Officials from Canada and European Union have complained loudly that a provision in the House stimulus bill that requires American steel and iron for infrastructure projects violates the World Trade Organization rules. But guess what? They don't. The treaty allowed countries to make exceptions for government procurement for specific industries. The U.S. stipulated iron and steel. The EU--not to be outdone--stipulated drinking water, transportation, telecommunications, and energy. Canada stipulated steel, motor vehicles, and coal. So these complaints--and the similar outcry among corporate lobbyists in Washington--is base hypocrisy. And it's too bad that President Barack Obama is listening to them. Todd Tucker of Public Citizen gives the details in "Eyes on Trade." Read it.

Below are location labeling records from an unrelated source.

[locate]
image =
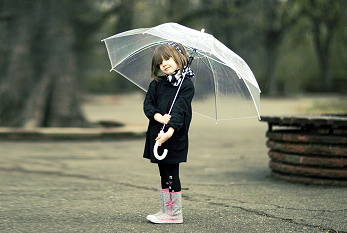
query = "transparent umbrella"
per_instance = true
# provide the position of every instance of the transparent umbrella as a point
(225, 87)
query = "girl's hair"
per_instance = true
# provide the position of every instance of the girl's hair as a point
(166, 51)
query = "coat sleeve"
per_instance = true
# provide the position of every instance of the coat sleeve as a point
(182, 111)
(149, 104)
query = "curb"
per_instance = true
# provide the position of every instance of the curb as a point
(53, 134)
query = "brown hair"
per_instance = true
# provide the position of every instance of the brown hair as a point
(166, 51)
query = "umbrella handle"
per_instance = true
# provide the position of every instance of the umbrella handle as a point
(155, 152)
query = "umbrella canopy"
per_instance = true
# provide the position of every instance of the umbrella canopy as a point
(225, 86)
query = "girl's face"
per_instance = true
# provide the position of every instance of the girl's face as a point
(168, 66)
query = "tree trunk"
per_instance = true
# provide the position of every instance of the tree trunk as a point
(39, 80)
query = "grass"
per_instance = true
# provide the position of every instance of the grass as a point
(329, 106)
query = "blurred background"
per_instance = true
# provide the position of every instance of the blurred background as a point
(51, 54)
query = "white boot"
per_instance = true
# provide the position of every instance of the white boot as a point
(172, 211)
(162, 204)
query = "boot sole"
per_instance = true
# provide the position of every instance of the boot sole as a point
(153, 219)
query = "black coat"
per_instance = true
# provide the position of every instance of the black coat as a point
(158, 100)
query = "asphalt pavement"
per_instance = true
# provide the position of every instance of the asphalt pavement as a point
(95, 185)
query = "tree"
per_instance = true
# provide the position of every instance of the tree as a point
(324, 17)
(41, 61)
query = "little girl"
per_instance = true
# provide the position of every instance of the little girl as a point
(169, 65)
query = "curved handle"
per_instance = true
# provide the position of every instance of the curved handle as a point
(155, 151)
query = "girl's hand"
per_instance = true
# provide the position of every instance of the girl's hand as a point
(163, 137)
(162, 119)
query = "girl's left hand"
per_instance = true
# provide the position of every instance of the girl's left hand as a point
(163, 137)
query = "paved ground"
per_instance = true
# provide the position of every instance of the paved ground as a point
(106, 186)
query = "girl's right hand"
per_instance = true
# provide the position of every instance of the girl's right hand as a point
(162, 119)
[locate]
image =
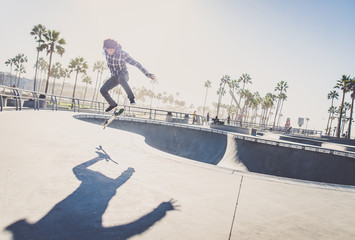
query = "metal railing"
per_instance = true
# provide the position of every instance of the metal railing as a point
(19, 99)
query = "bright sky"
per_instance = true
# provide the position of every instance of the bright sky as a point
(307, 43)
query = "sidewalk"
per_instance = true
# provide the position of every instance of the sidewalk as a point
(62, 178)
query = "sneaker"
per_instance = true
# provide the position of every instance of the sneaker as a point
(111, 107)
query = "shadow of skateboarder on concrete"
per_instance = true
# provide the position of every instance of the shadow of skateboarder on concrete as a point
(79, 216)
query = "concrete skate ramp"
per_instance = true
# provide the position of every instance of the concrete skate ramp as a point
(240, 153)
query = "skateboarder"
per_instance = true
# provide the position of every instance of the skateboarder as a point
(116, 60)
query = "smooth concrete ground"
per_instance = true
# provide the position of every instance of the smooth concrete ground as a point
(62, 178)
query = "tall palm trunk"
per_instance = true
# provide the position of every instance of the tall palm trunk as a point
(340, 115)
(76, 79)
(351, 114)
(49, 71)
(204, 105)
(35, 81)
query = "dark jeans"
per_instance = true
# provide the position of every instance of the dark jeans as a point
(113, 82)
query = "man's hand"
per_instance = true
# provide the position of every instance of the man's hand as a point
(152, 76)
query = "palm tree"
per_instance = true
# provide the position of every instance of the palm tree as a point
(347, 106)
(207, 85)
(38, 31)
(55, 73)
(79, 65)
(43, 67)
(19, 60)
(221, 91)
(64, 73)
(10, 62)
(267, 105)
(87, 80)
(343, 85)
(351, 88)
(283, 98)
(332, 111)
(99, 66)
(332, 95)
(233, 84)
(245, 79)
(282, 87)
(53, 45)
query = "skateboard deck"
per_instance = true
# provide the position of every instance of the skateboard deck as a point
(115, 113)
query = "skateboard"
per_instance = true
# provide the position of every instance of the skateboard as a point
(115, 113)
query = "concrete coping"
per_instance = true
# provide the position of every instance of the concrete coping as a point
(299, 146)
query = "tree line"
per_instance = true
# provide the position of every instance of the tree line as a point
(347, 85)
(247, 106)
(50, 41)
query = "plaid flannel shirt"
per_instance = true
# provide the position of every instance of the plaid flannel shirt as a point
(117, 63)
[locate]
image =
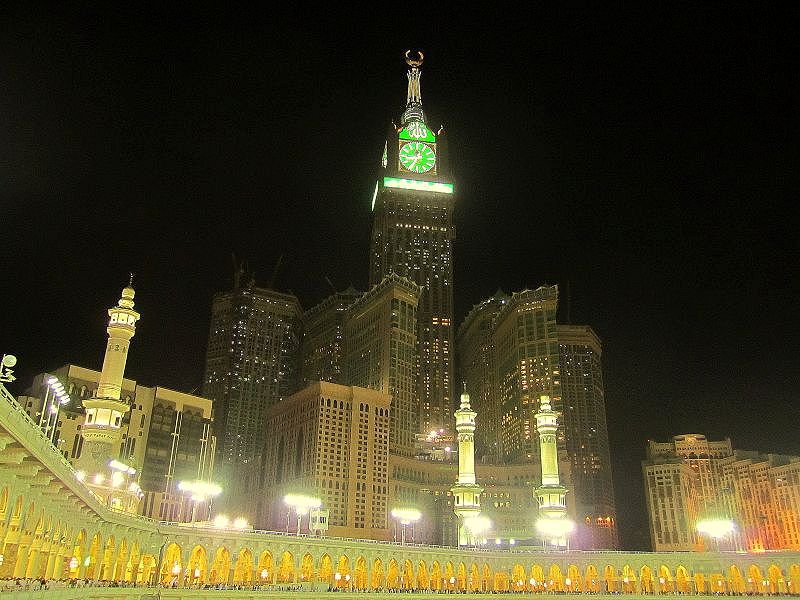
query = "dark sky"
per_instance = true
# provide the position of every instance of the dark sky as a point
(649, 160)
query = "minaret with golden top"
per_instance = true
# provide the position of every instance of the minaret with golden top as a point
(101, 428)
(466, 492)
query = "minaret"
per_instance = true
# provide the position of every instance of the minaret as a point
(553, 524)
(101, 428)
(466, 492)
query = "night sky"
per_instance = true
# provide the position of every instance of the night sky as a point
(647, 162)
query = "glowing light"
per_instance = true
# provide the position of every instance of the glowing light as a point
(121, 466)
(715, 528)
(406, 516)
(555, 528)
(221, 521)
(420, 186)
(301, 503)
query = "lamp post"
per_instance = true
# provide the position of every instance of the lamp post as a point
(406, 516)
(200, 491)
(301, 505)
(716, 529)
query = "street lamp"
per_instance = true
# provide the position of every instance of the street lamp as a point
(555, 530)
(406, 516)
(476, 526)
(716, 529)
(301, 505)
(200, 492)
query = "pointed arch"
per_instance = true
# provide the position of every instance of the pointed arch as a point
(243, 571)
(665, 581)
(286, 568)
(610, 578)
(133, 566)
(461, 577)
(407, 582)
(377, 577)
(794, 577)
(266, 567)
(171, 565)
(326, 569)
(681, 580)
(518, 578)
(343, 572)
(436, 576)
(198, 565)
(221, 566)
(775, 580)
(646, 579)
(307, 567)
(393, 576)
(755, 580)
(592, 579)
(628, 580)
(423, 578)
(486, 578)
(474, 578)
(574, 581)
(555, 580)
(360, 574)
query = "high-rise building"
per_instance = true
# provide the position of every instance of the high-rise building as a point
(127, 441)
(412, 236)
(476, 369)
(332, 441)
(251, 364)
(380, 341)
(526, 360)
(322, 349)
(704, 494)
(583, 398)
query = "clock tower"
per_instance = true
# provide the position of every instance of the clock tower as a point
(412, 236)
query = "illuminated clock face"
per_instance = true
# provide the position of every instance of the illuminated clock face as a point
(417, 157)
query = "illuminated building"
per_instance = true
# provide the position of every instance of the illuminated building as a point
(692, 480)
(322, 349)
(332, 441)
(526, 358)
(380, 341)
(163, 435)
(412, 236)
(251, 364)
(510, 350)
(476, 368)
(583, 396)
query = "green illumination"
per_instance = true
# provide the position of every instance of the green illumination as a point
(422, 186)
(417, 157)
(416, 130)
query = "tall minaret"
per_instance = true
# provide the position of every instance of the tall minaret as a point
(553, 524)
(101, 428)
(466, 492)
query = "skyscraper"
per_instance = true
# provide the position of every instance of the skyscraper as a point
(583, 397)
(412, 236)
(251, 363)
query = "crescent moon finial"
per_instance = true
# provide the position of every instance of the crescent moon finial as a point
(414, 62)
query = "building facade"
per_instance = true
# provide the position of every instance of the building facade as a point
(166, 435)
(322, 351)
(412, 236)
(692, 480)
(251, 364)
(380, 341)
(583, 398)
(332, 441)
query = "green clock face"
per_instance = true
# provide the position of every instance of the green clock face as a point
(417, 157)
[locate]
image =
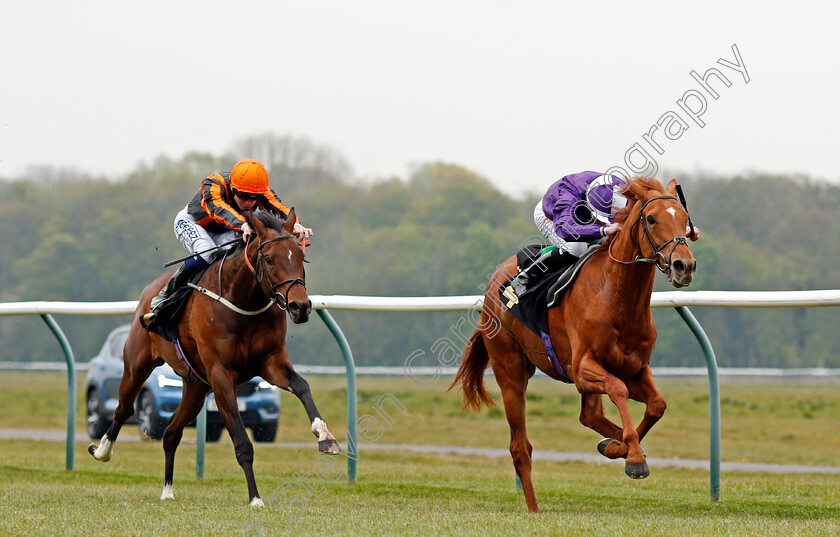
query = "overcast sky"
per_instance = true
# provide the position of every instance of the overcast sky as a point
(520, 92)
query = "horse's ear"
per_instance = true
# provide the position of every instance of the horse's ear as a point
(255, 223)
(289, 226)
(672, 188)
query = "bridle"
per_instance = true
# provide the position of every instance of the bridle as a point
(261, 274)
(662, 263)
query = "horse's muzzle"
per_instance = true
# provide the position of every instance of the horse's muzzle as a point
(299, 311)
(682, 272)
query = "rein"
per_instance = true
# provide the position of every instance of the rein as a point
(662, 263)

Translated out of trade lingo, both Canada and EU give their nations' products much more generous preferences than Congress is even considering giving ours. While current U.S. laws (merely extended in the stimulus bill) give U.S. iron and steel a leg up over the foreign competition for transit projects, Canada and the EU give their firms a leg up over American companies and products on EVERY aspect of transit funding, and many other government purchases besides.
And, we're not criticizing them for it: why SHOULD decisions by democratically elected parliaments about how to best spend tax dollars on domestic infrastructure be subject to constraints imposed by international trade agreements? There is no "protectionism" at issue here. But, it is certainly hypocrisy--and perhaps a bit of opportunism--on the part of Ottawa and Brussels.